I can hear her coughing now, at the end of the long hallway. It’s become such a fixture in this place that I don’t always notice it. Gabriel hurries to his feet, and I close the book, make a motion to follow him out. “Don’t,” he says, stopping me at the doorway. “It’s better if you stay in here until this passes.”
But past his shoulder I can see an unusual chaos.
Domestics are scrambling past one another. First generation attendants are coming out of the elevator carrying all sorts of bottles, and a machine that resembles the humidifier my parents put in my bedroom the winter I caught pneumonia. But there’s an air of futility about it all, and Gabriel senses it too. I can tell by the look in his eyes.

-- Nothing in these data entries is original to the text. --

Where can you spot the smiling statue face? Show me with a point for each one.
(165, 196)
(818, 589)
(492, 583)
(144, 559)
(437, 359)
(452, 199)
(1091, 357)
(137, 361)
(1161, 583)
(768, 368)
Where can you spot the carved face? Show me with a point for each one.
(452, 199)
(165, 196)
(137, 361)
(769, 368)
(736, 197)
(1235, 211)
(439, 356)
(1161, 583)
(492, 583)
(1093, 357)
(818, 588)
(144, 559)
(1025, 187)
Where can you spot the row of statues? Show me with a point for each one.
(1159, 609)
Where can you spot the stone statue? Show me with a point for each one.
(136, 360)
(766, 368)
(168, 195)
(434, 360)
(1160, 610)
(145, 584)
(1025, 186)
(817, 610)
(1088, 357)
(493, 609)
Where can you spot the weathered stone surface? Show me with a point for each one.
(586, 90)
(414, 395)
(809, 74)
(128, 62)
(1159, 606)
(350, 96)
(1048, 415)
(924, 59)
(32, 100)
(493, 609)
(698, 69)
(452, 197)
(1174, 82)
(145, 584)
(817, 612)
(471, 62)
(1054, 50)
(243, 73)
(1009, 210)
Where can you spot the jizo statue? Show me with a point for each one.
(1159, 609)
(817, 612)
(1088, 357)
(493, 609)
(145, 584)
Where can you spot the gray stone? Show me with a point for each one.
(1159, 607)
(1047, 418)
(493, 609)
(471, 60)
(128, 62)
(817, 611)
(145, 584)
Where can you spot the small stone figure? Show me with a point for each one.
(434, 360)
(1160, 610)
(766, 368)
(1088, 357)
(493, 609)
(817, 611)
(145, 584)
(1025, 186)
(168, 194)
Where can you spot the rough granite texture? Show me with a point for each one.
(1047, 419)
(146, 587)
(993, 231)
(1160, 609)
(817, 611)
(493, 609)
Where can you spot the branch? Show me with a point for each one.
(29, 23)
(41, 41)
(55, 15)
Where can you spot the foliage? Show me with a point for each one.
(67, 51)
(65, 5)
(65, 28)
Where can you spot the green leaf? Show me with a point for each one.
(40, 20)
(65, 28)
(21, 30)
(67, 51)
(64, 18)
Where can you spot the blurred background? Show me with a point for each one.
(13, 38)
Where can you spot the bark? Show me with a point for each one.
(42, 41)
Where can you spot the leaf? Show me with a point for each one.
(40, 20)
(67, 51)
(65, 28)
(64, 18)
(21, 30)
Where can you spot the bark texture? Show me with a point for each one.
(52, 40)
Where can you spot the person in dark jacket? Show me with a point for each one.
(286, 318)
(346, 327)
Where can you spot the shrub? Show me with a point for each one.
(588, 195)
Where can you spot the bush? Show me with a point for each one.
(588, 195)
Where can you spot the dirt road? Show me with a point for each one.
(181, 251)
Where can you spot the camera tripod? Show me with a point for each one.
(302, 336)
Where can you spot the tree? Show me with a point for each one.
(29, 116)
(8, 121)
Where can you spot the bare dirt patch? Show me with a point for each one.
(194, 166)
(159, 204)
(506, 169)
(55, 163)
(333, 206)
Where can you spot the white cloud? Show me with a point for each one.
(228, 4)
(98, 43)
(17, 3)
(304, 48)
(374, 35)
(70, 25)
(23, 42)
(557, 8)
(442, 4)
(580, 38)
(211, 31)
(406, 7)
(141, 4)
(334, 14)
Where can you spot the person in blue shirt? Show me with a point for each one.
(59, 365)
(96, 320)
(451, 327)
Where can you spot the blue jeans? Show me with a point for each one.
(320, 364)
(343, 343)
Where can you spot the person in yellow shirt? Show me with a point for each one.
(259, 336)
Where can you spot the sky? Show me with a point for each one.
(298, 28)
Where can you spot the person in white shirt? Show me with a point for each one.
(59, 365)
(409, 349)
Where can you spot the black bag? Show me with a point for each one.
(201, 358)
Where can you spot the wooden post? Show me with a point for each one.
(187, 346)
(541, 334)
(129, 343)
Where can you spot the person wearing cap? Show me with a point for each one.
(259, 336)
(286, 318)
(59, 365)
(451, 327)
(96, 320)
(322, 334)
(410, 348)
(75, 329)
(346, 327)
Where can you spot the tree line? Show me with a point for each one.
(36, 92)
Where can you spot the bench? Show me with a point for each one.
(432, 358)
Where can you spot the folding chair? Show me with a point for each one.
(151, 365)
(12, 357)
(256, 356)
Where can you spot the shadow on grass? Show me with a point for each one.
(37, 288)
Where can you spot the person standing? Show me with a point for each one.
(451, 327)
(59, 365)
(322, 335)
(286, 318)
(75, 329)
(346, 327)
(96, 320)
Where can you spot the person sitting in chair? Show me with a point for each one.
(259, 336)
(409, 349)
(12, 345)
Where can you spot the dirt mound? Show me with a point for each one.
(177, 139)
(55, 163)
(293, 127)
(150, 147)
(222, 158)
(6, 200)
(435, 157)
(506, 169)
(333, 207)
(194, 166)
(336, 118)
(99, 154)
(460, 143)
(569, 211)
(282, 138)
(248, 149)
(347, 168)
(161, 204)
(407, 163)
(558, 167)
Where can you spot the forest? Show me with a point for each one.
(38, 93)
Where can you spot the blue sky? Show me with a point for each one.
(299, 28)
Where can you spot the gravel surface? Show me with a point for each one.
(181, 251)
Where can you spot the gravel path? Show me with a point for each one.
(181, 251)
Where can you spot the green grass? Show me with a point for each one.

“Stay here,” he says. But of course I follow him into the hallway. And it’s so frightening out here that I want to follow him into the elevator, which probably isn’t allowed, but I’m beyond caring about that. The domestics freeze in place; the attendants are left holding blankets and pills and breathing machines. Linden is kneeling by Rose’s bed with his face buried in the mattress.
He’s holding the long white stem of her arm, and I follow it up to her body, which doesn’t move and doesn’t breathe. Her gown, her face, is splattered with blood she must have been coughing up as she made those horrible sounds. But now an eerie silence fills the floor. It’s the silence I imagine in the rest of the world, the silence of an endless ocean and uninhabitable islands, a silence that can be seen from space.
Cecily and Jenna come out of their bedrooms, and it’s so quiet that we hear the strangled noise in Linden’s throat. “Go away,” he murmurs. Then louder, “Go away!”
It’s not until he smashes a vase against the wall that we all scatter. I end up on the elevator with Gabriel, and when the doors close behind us, I’m grateful.
There’s nothing for me to do but follow Gabriel to the kitchen; I’d get lost going anywhere else. I sit on a counter, nibbling on grapes while the cooks and the servers talk as they go about their work. Gabriel leans against the counter beside me, polishing silverware. “I know you were fond of Rose,” he whispers to me, “but you won’t find much love for her down here. She gave the staff a hard time.”